За ней следовали лаумы – их стало гораздо больше, по-видимому, водяницы вернулись с охоты. Я чувствовала их пристальные взгляды, но не ощущала в них ни радости, ни ликования. Только голодное ожидание и нетерпение, от которого начинали подрагивать пальцы.
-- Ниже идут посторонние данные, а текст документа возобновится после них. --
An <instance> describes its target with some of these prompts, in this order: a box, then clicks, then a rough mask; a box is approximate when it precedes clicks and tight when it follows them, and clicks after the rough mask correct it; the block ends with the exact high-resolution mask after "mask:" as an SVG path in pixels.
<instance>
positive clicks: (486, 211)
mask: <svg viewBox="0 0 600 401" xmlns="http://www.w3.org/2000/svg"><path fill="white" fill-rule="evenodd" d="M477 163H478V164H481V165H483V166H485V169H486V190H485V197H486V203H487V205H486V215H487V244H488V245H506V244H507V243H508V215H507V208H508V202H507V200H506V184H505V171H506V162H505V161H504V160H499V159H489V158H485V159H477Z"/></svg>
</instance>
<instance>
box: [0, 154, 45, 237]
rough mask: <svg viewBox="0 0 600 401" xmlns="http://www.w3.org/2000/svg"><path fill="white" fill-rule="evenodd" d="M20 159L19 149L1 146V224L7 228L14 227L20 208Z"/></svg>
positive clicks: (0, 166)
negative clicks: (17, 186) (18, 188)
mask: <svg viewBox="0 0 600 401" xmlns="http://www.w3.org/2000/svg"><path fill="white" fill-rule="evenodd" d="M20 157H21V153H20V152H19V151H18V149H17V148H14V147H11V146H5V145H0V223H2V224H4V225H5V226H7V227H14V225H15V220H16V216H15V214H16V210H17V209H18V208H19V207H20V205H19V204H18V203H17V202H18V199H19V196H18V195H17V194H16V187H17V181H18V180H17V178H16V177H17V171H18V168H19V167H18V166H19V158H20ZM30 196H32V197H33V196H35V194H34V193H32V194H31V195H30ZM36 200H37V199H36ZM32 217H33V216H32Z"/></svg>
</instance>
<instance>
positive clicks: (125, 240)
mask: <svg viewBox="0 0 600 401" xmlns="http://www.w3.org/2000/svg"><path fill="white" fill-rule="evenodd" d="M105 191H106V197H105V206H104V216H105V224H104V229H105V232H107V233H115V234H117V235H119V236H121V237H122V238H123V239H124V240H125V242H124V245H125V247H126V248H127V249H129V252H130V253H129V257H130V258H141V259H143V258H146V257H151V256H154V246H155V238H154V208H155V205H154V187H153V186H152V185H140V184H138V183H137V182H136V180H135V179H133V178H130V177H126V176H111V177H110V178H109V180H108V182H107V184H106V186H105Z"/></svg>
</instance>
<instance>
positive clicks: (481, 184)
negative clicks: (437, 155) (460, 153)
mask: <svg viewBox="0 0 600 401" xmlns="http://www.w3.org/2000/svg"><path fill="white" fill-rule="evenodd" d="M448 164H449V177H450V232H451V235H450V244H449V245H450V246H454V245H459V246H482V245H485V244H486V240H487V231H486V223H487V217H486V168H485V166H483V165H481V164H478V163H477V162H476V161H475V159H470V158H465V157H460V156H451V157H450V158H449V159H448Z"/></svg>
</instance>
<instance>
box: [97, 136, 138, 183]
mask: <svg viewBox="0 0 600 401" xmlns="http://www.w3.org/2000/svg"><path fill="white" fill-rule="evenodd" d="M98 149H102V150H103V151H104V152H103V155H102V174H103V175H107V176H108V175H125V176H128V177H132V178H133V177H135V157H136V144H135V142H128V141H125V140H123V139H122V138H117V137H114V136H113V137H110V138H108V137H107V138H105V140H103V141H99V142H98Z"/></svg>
Они слишком долго ждали возвращения в Явь, чтобы в них остались силы на радость.
– Будет честно отомкнуть границу тем же ключом, каким она была закрыта, – продолжала Старшая. – Только так справедливость будет восстановлена и мы сможем вернуться в мир живых. Разве тебе этого не хочется? Перестать быть вечно гонимой, перестать вздрагивать, когда кто-то называет тебя лаумой. Пользоваться данной тебе силой с полным правом и постигать все ее тайны и глубины? Все, что для этого требуется, – провести обряд. Малая цена за спасение, не так ли?
Голос Старшей стал мягким, точно пуховое одеяло, и ласковым, как касание шелковой ленты.
– Я не убийца, – возразила я хмурясь. – Я всегда гордилась тем, что спасаю жизни, а не отнимаю их. Выберите кого-нибудь другого, я не гожусь.
– Милая девочка, это не будет убийством. Через три дня ты наконец-то вернешь нам то, что было отнято – из зависти, жажды власти и слабости.